Ambya upkari / Mango curry is a famous dish of the G.S.B’s prepared during the mango season that is during the summer season. This curry is prepared with the special mangoes which we get during the season known as Goint Ambo which is small in size and the seed has fibers that are used to seep the juice of the curry which is the specialty of the mangoes. Goint Ambo is the local Mangoes that has a sweet and sour taste.
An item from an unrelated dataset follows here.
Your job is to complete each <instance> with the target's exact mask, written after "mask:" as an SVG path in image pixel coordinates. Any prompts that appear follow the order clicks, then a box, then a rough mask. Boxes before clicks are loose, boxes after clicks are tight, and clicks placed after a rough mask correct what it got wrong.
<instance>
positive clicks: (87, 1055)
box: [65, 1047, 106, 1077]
Adding pineapple / avnas is optional.
Ingredients
5 small mangoes
1/2 cup pineapple cubes
2 green chillies
Jaggery to taste
Salt to taste
2 tsp maida
For the tempering:
3 tsp oil
1 tsp mustard
curry leaves
2 red chillies
Procedure
Wash the mangoes, peel, and keep the mangoes aside in a bowl and the skin in one more bowl.
Add a cup of water to the mango skin and squeeze the juices out, as much as you can and add this juice to the mangoes.
Repeat the above step once again and add the juice to the mangoes and then discard the skin.
Add jaggery, green chillies, a pinch of salt to the mangoes and cook the mangoes stirring in between and take a boil.
Mix maida in 1/4 cup water and make a slurry
Add this to the curry and boil it further ( adding maida thickens the gravy )
Once you add maida, stir it continuously for about 5 minutes or till the gravy thickens.
Turn off the flame and temper with the ingredients.